Tissot 2005 /2008 /2010 Vin Jaune ‘En Spois’ (Arbois) [6/500]

In typical Tissot fashion, Stéphane can’t resist experimenting, so he now has three vineyard sites, bottled separately, for Vin Jaune, all made in the classical fashion, all expressing their different terroir despite the overriding presence of the flor. One is supremely mineral, one closed and brooding, and this is perhaps the most “typical,” if anything  Stéphane does can be so named.

Tissot 2011 Spirale [6/375]

Pending Tasting Notes

Tissot 2013 Savagnin (Arbois) [6/750]

Think of this as “baby” Vin Jaune. It has all the flor-induced characteristics beloved of the true believers in a slightly less intense, one might argue more useful form.

Tissot 2015 Chardonnay ‘Les Graviers’ (Arbois)

This gravelly parcel often yields Stéphane’s most forward Arbois Chardonnay. The 2013 positively seethes with animation, so vibrantly does the fruit express itself. It is not an exaggeration to describe this as high burgundian class.

Tissot 2015 DD (Arbois) [6/1500]

Stéphane’s red wine yields have been pitifully cut by Nature in 2013 and 2014, so he contrived this new blend of Trousseau, Poulsard and Pinot Noir. Relatively pale, it surprises with an effusively berried nose. The palate, however, shows a more serious, earthy aspect, with a long, salty tail. This is “natural” red the way it should be made.

Tissot 2015 Pinot Noir Sous La Tour(Côtes du Jura) [6/750]

Stéphane’s best Pinot vines are outside the Arbois appellation. Those familiar with the “En Barberon” from previous vintages will be reassured by the distinctively resonant and firm expression of the grape in this new wine, while appreciating the relative suppleness and approachability offered by the vineyard.

Tissot 2015 Savagnin en Amphore ‘Sans Souffre’ (Arbois) [6/750]

Think of this as “baby” Vin Jaune. It has all the flor-induced characteristics beloved of the true believers in a slightly less intense, one might argue more useful form. This version is a miniscule production made in amphora.

Tissot 2015 Trousseau ‘Singulier’ (Arbois)

Trousseau is truly one of the most original grapes in the world and Tissot makes something simultaneously delicate and strong from it. This is a wine for those who value tension and balance above colour and weight.

Tissot 2016 DD (Arbois)

Stéphane’s red wine yields have been pitifully cut by Nature in 2013 and 2014, so he contrived this new blend of Trousseau, Poulsard and Pinot Noir. Relatively pale, it surprises with an effusively berried nose. The palate, however, shows a more serious, earthy aspect, with a long, salty tail. This is “natural” red the way it should be made.

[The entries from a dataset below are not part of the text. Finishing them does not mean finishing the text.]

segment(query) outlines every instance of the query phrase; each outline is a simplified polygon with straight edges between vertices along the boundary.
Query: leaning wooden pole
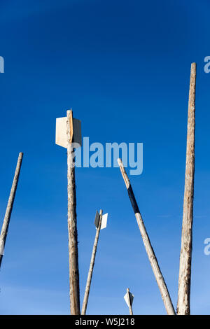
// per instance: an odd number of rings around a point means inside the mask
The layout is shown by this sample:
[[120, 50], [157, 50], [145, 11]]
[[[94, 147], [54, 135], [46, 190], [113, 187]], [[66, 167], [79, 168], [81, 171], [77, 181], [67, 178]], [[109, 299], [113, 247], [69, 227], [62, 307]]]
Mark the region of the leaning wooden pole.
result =
[[127, 298], [128, 300], [128, 307], [129, 307], [129, 312], [130, 315], [133, 315], [133, 310], [132, 310], [132, 306], [130, 300], [130, 290], [129, 288], [127, 288]]
[[155, 274], [164, 307], [169, 315], [175, 315], [176, 313], [175, 313], [174, 308], [174, 306], [173, 306], [173, 304], [172, 304], [172, 302], [169, 295], [169, 293], [168, 291], [167, 285], [164, 280], [164, 277], [161, 273], [156, 256], [155, 255], [153, 248], [151, 246], [150, 239], [147, 234], [146, 227], [144, 226], [144, 223], [141, 215], [140, 214], [139, 206], [136, 203], [132, 186], [130, 184], [130, 180], [125, 170], [121, 159], [118, 159], [118, 162], [120, 166], [122, 176], [125, 183], [125, 186], [128, 192], [128, 195], [129, 195], [132, 206], [133, 207], [133, 209], [135, 214], [135, 217], [136, 218], [137, 224], [138, 224], [138, 226], [139, 226], [139, 230], [140, 230], [140, 232], [143, 239], [143, 242], [144, 244], [146, 251], [147, 253], [153, 273]]
[[188, 102], [185, 192], [177, 303], [177, 314], [180, 315], [189, 315], [190, 314], [190, 298], [195, 174], [195, 85], [196, 63], [192, 63]]
[[91, 256], [91, 260], [90, 260], [90, 268], [89, 268], [89, 272], [88, 272], [88, 275], [85, 291], [85, 296], [84, 296], [84, 300], [83, 300], [83, 308], [82, 308], [82, 313], [81, 313], [82, 315], [85, 315], [86, 314], [90, 288], [90, 285], [91, 285], [91, 280], [92, 280], [92, 272], [93, 272], [93, 267], [94, 265], [94, 260], [95, 260], [98, 241], [99, 241], [99, 234], [100, 234], [100, 230], [101, 230], [102, 215], [103, 215], [103, 211], [100, 210], [99, 223], [97, 228], [94, 241], [93, 244], [93, 248], [92, 248], [92, 256]]
[[75, 168], [74, 162], [73, 113], [67, 111], [68, 230], [71, 314], [80, 314], [80, 288], [76, 225]]
[[10, 190], [10, 194], [9, 196], [6, 211], [5, 214], [5, 216], [4, 218], [3, 225], [1, 231], [1, 236], [0, 236], [0, 244], [1, 244], [1, 253], [0, 253], [0, 268], [1, 265], [3, 255], [4, 255], [4, 249], [6, 243], [6, 236], [8, 233], [8, 226], [10, 223], [10, 220], [11, 217], [11, 214], [13, 211], [17, 186], [18, 183], [18, 179], [20, 172], [20, 168], [22, 164], [23, 153], [20, 152], [19, 153], [17, 167], [15, 172], [15, 176], [13, 178], [13, 182], [12, 185], [12, 188]]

Tissot 2016 Poulsard Vieilles Vignes ‘Sans Soufffe’ (Arbois)

17 cases only of this perennial Jura classic, made without added sulfur.

Tissot N.V. Blanc de Blancs Futs, Extra Brut

100% Chardonnay, 75% from 2007 in the barrel for a year, and the remainder from 2008 in stainless. Again, no dosage, and great fidelity to the Champagne model of toast, yeast, and fine beaded complexity. After four years on the lees, it is still young and, alas, in short supply.

Tissot N.V. Cremant du Jura ‘Indigene’

Who but Stéphane would have contrived the notion of conducting a secondary fermentation with his yeast-and-sugar-rich Vin de Paille? The result is fascinatingly different – fruitier, deeper, more mysterious –  and has quickly developed a cult-like following. This is the model that he intends to follow in the future.

Tissot N.V. Crémant du Jura Extra Brut

(55% Chardonnay, 35% Pinot Noir, 5% Poulsard, 5% Trousseau) Since the 2009 vintage, Stéphane has succeeded in finding the balance in his grapes that enables him to make this wine without dosage, his Platonic ideal of how Crémant should be. What a triumph! Beyond the wine’s familiarly uncanny resemblance to champagne, it has a depth and persistence of flavor that pay tribute to the bio-dynamic regime of the domaine. The wine has never been better, and the news is out, because we have now had our allocation of this and other Tissot wines severely reduced.

Tissot N.V. Cremant du Jura Rosé Extra Brut

A determinedly “pink” wine, in the sense that it is made predominantly from black grapes, lending it a weight and earthy flavor profile quite different from that of the more “champenois” white versions. We have a comparatively generous 25-case allocation!